Cláudia Afonso (Bloco de Esquerda) alertou para a importância do "património vegetal" do município e sugeriu a criação de "uma área dedicada às questões ambientais no site da Câmara Municipal".
Ângelo Reis (Recardães e Espinhel) aludiu a uma série de problemas na sua área de residência - animais abandonados, caminhos destruídos, Centro de Compostagem com má imagem, falta de manutenção da iluminação pública, semáforo intermitente em cruzamento do Raso de Paredes à saída da Pecol.
Miguel Bouça (Águeda e Borralha) mostrou-se "apreensivo" com a intervenção que se pretende efectuar no Parque Municipal de Alta Vila.

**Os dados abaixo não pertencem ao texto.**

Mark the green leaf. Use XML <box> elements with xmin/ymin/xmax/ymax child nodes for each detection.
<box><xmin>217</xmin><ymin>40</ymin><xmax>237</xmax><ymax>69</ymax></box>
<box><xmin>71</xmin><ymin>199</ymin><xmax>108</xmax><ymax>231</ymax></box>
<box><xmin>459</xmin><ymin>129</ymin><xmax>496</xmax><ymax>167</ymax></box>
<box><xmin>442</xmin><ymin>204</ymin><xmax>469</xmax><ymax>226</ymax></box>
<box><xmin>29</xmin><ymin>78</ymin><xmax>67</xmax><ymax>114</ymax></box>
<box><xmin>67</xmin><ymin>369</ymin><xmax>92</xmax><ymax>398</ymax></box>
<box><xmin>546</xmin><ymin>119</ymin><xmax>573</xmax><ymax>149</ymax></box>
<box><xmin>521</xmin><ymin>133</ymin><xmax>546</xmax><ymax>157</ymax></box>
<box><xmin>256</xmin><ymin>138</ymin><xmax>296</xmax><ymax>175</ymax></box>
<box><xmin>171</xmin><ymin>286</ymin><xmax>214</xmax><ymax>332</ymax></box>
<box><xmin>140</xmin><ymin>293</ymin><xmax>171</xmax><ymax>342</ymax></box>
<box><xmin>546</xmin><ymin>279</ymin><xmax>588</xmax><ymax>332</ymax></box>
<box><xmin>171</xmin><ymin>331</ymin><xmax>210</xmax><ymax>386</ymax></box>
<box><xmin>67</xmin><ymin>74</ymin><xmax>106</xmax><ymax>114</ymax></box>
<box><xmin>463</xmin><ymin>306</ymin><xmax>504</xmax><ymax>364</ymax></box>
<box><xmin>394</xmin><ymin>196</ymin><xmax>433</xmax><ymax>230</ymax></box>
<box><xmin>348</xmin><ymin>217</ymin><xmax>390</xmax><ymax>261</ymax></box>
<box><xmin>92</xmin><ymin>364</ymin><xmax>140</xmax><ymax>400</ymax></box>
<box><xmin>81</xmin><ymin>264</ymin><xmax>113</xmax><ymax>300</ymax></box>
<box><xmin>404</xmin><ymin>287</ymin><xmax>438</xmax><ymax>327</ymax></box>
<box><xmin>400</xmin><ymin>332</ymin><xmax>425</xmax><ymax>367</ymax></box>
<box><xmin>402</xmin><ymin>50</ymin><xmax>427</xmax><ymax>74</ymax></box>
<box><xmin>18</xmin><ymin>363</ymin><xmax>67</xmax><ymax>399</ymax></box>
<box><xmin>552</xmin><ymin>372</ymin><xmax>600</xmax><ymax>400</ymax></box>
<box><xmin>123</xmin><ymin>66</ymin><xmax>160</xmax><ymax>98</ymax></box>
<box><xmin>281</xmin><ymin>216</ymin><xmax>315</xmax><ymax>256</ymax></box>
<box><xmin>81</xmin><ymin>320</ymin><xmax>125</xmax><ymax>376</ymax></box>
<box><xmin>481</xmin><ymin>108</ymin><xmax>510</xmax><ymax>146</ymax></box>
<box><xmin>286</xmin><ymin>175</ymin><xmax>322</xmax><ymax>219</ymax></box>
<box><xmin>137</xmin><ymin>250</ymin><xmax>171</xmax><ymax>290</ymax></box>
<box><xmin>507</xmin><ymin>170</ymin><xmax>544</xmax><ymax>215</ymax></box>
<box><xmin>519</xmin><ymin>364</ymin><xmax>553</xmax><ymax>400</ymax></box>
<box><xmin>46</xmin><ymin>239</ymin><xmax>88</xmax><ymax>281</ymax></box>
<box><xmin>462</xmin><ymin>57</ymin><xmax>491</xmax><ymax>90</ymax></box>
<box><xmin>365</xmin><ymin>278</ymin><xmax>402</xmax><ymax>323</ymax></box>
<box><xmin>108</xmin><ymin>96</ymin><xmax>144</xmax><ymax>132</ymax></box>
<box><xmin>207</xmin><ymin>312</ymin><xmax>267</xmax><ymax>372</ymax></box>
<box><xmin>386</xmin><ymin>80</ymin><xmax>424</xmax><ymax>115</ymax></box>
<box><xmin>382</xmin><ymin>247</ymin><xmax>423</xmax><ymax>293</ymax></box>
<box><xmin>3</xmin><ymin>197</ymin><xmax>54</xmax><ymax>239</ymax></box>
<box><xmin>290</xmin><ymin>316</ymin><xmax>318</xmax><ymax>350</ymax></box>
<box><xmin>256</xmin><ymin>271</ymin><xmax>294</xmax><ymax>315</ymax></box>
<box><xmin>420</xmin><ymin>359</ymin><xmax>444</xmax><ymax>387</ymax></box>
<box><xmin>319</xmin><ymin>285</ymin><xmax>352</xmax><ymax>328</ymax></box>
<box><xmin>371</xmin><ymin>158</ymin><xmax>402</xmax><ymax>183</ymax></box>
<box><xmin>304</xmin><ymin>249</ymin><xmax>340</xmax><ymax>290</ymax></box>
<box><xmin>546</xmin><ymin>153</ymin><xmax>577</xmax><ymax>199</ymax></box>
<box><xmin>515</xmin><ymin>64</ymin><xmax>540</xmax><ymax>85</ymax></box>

Ilda Tavares (Vale Grande), manifestou descontentamento pelo licenciamento de um pavilhão em plena zona residencial (a um quilómetro do Parque Empresarial do Casarão), que, disse, "está a laborar 24 horas por dia" e que tem causado "barulhos, cheiros terríveis e irritação das vias respiratórias".
O presidente do município respondeu individualmente a cada um dos munícipes e no que toca aos assuntos mais sensíveis referiu que o buraco na "rua secundária" de Travassô é uma "situação complicada e complexa"; admitiu que os cães vadios em Recardães e Espinhel "já fizeram estragos grandes"; e que a autarquia já recebeu "denúncias" sobre a laboração do pavilhão na zona residencial do Casarão e que a Câmara está "à espera de outras entidades como a Autoridade de Segurança Alimentar e Económica (ASAE)".